The back‑end handles HTTP requests, real‑time data via WebSocket, and maps device data to reports and curves.

Middleware is essential for device communication, complex business logic, data conversion, and long‑running services.

Monitoring‑Side Architecture

Monitoring can be done via PC, mobile, or tablet. A dedicated app enables remote access beyond the web front‑end.

The monitoring stack typically consists of a UI layer and a data communication layer.

Summary

Beyond functional requirements, architecture must consider reliability, scalability, and maintainability. Different industries share many technical components but require customized logic and UI, making modular, configurable platforms essential.

General IoT Middleware Platform Architecture

The platform targets cross‑industry reuse, providing a common runtime for multiple projects.

1. Embedded Data Configuration (YFIOs) Architecture

YFIOs follows a three‑tier design: driver layer (physical interfaces), strategy layer (system and user policies), and core layer (memory databases IODB for point data and IOBC for block data). It supports .NET‑based driver and strategy development, dynamic driver replacement, remote upgrade, and integrates with a HMI component (YFHMI).

2. Cloud Middleware (YFCloud) Architecture

YFCloud extends YFIOs to a networked version, removing the IODC database and simplifying the driver layer to TCP/IP sockets. It includes a WebSocket server and manages projects via templates and APIs.

3. General IoT Platform Architecture

YFIOs runs on edge gateways and communicates with YFCloud. The web front‑end offers process visualization, reports, curves, logs, parameter configuration, and camera monitoring. The back‑end provides user, role, template, and project management.

Summary

The platform’s advantage lies in its full .NET stack, reducing the need for diverse technical expertise and simplifying secondary development and maintenance.

IoT Project Case Summaries

1. Remote Home Health Monitoring

Integrates blood‑glucose, blood‑pressure, camera, temperature/humidity sensors, RFID, and 3G modules.
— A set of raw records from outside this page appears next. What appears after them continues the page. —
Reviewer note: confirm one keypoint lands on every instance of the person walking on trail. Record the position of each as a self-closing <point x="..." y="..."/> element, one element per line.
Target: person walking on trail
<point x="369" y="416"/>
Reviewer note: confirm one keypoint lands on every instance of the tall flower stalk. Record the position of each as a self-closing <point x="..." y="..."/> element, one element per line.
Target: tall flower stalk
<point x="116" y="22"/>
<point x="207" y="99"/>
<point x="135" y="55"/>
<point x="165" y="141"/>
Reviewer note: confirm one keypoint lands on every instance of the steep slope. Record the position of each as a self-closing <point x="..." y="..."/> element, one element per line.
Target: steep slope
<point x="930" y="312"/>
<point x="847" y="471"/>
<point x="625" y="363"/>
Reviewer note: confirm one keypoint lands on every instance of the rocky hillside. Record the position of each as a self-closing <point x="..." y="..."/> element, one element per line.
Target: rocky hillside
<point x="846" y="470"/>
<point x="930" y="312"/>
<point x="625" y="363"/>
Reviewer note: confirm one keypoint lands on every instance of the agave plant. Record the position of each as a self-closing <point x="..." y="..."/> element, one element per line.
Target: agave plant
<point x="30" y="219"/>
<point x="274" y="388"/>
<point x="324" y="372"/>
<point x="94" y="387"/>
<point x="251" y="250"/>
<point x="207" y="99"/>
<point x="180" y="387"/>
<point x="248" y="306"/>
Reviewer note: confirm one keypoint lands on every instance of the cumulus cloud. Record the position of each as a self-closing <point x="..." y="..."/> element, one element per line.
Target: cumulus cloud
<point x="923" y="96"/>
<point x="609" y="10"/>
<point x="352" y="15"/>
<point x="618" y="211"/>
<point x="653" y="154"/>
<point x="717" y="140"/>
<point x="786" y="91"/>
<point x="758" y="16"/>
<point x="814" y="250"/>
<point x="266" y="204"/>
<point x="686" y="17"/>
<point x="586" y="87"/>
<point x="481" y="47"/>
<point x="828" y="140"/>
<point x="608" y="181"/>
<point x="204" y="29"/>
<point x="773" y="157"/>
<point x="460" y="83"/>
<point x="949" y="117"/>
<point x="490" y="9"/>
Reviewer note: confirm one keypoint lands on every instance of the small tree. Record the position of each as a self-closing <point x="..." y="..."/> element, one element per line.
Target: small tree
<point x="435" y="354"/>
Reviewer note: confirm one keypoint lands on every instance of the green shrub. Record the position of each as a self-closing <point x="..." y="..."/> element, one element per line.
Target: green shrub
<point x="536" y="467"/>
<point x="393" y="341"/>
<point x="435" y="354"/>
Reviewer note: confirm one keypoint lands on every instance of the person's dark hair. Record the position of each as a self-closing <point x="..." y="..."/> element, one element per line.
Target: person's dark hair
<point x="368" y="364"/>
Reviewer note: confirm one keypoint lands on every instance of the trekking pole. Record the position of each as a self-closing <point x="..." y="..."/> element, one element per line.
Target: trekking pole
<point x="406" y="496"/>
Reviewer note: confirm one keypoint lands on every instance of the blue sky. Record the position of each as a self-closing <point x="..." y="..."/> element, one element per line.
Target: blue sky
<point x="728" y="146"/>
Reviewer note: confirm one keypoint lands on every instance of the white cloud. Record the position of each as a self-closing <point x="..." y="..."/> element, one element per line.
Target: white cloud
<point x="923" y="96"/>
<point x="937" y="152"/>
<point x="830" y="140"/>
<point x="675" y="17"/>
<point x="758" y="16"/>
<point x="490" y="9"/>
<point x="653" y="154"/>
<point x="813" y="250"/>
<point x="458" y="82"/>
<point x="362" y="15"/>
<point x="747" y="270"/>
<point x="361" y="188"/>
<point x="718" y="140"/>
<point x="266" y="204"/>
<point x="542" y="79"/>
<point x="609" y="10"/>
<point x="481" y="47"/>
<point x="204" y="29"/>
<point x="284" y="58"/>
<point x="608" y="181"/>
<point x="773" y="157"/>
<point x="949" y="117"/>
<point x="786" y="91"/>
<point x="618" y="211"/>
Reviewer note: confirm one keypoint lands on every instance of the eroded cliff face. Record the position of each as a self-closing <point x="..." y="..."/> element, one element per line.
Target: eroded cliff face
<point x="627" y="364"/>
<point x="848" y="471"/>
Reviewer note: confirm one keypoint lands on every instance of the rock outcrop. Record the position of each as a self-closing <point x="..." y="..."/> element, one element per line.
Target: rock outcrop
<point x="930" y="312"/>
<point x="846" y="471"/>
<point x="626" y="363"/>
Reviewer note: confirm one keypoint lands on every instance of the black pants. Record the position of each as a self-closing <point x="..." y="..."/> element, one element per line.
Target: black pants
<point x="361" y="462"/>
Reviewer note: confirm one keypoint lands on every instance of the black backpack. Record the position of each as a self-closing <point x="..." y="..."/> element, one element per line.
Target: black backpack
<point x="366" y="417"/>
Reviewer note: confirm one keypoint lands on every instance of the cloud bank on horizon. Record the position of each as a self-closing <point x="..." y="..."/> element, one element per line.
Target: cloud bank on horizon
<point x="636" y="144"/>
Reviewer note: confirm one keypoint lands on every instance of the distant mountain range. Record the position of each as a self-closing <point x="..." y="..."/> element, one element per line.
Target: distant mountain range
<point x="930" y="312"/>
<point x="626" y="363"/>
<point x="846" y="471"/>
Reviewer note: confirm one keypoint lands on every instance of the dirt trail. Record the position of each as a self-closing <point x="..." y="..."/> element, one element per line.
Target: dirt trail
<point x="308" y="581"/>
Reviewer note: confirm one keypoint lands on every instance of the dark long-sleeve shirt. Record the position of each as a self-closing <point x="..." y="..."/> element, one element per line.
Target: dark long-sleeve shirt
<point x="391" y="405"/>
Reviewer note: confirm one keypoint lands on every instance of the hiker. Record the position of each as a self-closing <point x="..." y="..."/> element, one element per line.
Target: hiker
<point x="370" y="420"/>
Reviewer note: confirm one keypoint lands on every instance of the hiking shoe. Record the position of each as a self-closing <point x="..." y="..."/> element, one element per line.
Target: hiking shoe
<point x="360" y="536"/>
Doctors can view data and send messages via a web portal. The modular driver architecture allows adaptation to various sensor models.

2. Agricultural Greenhouse Monitoring

Uses an IoT gateway with cameras and temperature/humidity sensors, transmitting data via Ethernet, Wi‑Fi, or 3G to a server. Users monitor crops remotely via PC, tablet, or phone.

3. Offshore Fishery Monitoring

Collects water quality via Modbus RTU, images via camera, GPS coordinates, and transmits data over GPRS to a remote server.

4. Village Wastewater Treatment Monitoring

Smart gateway connects to RS485/CAN devices, gathers data, and communicates with the server via Wi‑Fi or GPRS. The web interface shows process flow, reports, and parameter settings.

Future Directions for IoT Development

Commercial IoT focuses on consumer markets with high volume and low customization. Non‑consumer IoT, such as industrial projects, faces diverse processes, harsh environments, 24/7 reliability demands, and the need for extensibility and maintainability.

Future efforts will prioritize reliability, extract common components to minimize per‑project modifications, and leverage mature cloud services, standardized protocols, and collaborative development among vendors.